At Twitter, we didn’t need an army of people deleting and blocking accounts. This is why large, unregulated, self-organizing systems with a hundred million people using them can function without much disruption. If people weren’t nice, I couldn’t do my work.
I wish Stone’s vision for Twitter matched the user experience. But I walked away from these chapters feeling as if I was talking to the parent of the school bully. Of course their kid was perfect! Of course their kid did no wrong! They had the nicest child in the world! And you stand there, wondering how the hell they see this perfect angel, even in the face of all the evidence the principal and other parents have presented showing the child to be a monster.
Is Twitter a monster? Of course not. It’s a tool. But it’s currently a communications tool without any guidelines concerning respect. And that can be a very scary thing.
Change is coming to Twitter. But it will be in the Facebook-ization of the Twitter stream. Quite soon, Tweets will not longer appear in chronological order. The algorithm will place in front of you what it believes you most want to read. Rather than focusing their energy on curating the feed a la Facebook, I would love it if they dedicated some energy to making Twitter a safe environment for all users.
September 10, 2014 5 Comments
Things Biz Stone Told Me (Part One)
I didn’t actually sit down and have a conversation with Biz Stone, but I read his book Things a Little Bird Told Me. I’ve been chewing over a bunch of ideas I read in the book, and I want to share three of them with all of you so you can chew on this wad, too. My G-d. That sounded really gross.
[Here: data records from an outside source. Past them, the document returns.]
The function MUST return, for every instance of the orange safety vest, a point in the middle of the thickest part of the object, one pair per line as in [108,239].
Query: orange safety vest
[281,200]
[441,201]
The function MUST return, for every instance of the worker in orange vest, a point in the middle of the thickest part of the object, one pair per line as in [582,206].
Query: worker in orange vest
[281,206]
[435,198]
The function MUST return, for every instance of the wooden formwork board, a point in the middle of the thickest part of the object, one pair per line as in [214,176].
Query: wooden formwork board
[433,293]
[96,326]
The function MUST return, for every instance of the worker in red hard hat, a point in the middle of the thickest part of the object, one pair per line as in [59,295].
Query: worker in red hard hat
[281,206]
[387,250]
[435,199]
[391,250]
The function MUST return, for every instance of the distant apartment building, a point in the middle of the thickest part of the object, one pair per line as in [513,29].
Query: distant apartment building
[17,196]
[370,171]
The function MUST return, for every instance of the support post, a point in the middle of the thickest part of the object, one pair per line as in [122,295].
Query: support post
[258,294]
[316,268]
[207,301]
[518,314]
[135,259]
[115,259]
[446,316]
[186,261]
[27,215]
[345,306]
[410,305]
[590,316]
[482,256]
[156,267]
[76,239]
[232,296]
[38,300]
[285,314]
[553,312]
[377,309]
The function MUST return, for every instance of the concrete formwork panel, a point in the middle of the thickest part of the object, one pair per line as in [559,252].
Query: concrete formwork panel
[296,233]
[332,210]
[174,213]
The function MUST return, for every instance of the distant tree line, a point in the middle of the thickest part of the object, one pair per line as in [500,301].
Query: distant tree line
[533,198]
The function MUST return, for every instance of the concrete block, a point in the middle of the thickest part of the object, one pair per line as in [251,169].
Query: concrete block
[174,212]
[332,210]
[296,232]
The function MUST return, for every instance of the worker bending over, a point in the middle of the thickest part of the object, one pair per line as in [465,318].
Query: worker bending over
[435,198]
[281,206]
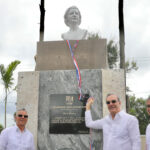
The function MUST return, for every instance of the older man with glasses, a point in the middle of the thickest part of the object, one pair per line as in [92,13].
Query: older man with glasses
[148,127]
[17,137]
[120,130]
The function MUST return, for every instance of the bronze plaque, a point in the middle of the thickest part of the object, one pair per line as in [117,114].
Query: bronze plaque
[67,114]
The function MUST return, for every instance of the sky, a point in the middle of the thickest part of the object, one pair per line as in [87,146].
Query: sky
[19,34]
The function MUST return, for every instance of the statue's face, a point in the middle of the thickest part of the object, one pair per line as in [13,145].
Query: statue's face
[73,16]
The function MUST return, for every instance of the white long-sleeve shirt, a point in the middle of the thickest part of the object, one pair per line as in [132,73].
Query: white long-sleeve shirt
[120,133]
[13,139]
[148,137]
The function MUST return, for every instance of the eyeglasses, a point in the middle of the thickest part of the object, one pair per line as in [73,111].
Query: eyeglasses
[113,101]
[20,116]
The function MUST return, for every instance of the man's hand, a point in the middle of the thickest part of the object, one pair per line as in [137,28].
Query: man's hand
[89,103]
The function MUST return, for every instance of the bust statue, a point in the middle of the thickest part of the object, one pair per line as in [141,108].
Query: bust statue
[72,19]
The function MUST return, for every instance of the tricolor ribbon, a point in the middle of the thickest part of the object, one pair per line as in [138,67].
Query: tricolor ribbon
[78,74]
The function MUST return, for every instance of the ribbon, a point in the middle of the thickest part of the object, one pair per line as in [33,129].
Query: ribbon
[78,74]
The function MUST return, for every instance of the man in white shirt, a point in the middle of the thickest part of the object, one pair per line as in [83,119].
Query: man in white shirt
[148,127]
[17,137]
[120,130]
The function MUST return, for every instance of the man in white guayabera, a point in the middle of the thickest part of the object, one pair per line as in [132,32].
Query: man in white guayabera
[17,137]
[72,19]
[120,130]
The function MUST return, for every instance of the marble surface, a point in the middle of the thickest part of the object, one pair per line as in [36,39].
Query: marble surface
[65,82]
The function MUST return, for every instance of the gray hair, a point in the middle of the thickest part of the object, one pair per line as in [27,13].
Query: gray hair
[66,15]
[109,94]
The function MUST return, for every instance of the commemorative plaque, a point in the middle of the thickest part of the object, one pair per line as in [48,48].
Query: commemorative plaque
[67,114]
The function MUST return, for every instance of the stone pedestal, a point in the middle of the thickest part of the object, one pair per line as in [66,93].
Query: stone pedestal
[35,88]
[55,55]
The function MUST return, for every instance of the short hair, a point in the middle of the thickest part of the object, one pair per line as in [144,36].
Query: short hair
[109,94]
[66,15]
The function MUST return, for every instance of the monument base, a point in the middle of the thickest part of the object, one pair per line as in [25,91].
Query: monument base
[37,90]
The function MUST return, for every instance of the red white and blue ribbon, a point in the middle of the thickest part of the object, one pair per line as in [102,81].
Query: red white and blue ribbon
[78,74]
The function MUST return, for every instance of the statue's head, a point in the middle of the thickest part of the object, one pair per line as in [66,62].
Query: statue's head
[72,16]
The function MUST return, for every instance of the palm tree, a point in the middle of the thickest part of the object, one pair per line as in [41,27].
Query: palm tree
[7,78]
[42,18]
[121,34]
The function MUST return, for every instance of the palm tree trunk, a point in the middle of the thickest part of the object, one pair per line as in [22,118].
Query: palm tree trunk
[42,17]
[5,107]
[121,35]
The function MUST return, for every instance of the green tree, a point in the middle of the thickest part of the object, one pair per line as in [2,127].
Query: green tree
[112,50]
[7,78]
[121,34]
[1,128]
[138,109]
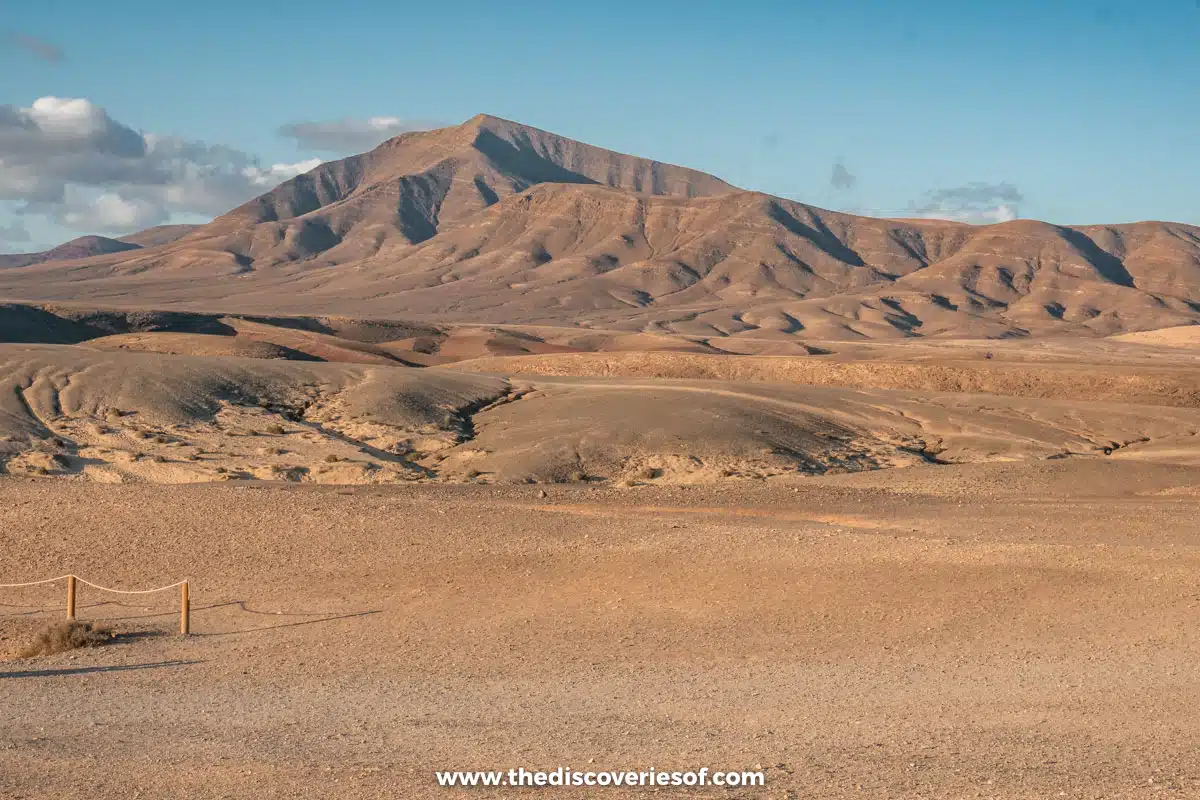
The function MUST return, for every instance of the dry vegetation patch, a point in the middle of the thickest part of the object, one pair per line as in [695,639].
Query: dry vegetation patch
[61,637]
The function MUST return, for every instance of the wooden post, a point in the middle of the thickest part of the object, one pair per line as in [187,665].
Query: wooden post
[185,611]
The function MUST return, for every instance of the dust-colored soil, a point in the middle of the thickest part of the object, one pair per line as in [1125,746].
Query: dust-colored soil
[1021,630]
[1183,336]
[79,413]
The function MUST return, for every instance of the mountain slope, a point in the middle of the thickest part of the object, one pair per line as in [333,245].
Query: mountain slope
[495,222]
[76,248]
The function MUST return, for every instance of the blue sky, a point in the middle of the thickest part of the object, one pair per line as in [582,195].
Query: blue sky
[1074,113]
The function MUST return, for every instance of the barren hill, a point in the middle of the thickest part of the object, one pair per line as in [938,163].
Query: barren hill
[496,222]
[76,248]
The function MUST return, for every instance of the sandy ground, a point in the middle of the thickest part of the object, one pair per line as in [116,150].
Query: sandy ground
[1021,630]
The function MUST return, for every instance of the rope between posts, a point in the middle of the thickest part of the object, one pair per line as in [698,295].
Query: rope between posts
[94,585]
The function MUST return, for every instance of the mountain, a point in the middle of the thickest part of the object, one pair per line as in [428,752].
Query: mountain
[76,248]
[159,235]
[496,222]
[89,246]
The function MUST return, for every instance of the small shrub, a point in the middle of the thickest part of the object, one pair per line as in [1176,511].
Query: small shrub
[66,636]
So, the first thought that grabbed me came on page 118:
We all have many different options for contacting people electronically: email, text, IMs, Tweets. There is a time and a place for each. When a plane lands in the Hudson in front of you, that’s a Tweet. That’s the ultimate Tweet. You don’t email a friend that. You tweet it.
He’s referring to a Tweet sent by a man who was on the ferry the day the plane crashed in the Hudson River. He was up close, and took a photo of the people standing on the wing of the downed plane.
So I read those lines in Stone’s book and then thought, “I wouldn’t have emailed it or tweeted it.”
It’s not just which medium you choose to share information or images: do you blog it or email it or Tweet it? It’s what you curate to appear online and what you leave behind in your brain. Because there are millions of things that don’t end up… anywhere. Not in a blog post or a Tweet or a Facebook update. I don’t email it or text it.
Sometimes I don’t put it down anywhere because I know it’s mundane. I don’t think anyone else cares that I’m doing a load of laundry. I don’t think any of you care to know about even the more exciting loads of laundry; like the ones where I mistakenly put in something that bleeds dye all over the rest of the clothes. I may be wrong. You may have been waiting for a laundry tweet for years. But I’m willing to risk that.
Sometimes I don’t put it down… even though I could? Because it’s interesting enough? Interesting stuff happens here. We have dinner with authors you probably know or we go to cool places. And those sorts of things make interesting stories and interesting images. And yet… I don’t know. I just don’t do anything with them. I don’t blog it. I don’t Tweet it. I just… don’t use it. And I don’t really think about it. It just doesn’t occur to me to put the story or image out there.
I sense from the book that I may be a bit of a letdown for Biz Stone.
Back when I wrote my college essays, I curated out the most interesting things that had happened to me before the age of seventeen. And I wrote passionate essays about my life up until that point. But curation now takes place in real time. As I’ve said before, blogging is writing your memoir in real time. I’m trying not to bore you AND I’m trying not to put anything online that I could regret in the future. I’m not even talking about regret in the embarrassing sense of the word. I’m talking about having regrets over giving too much of myself away and not retaining enough of myself just for myself.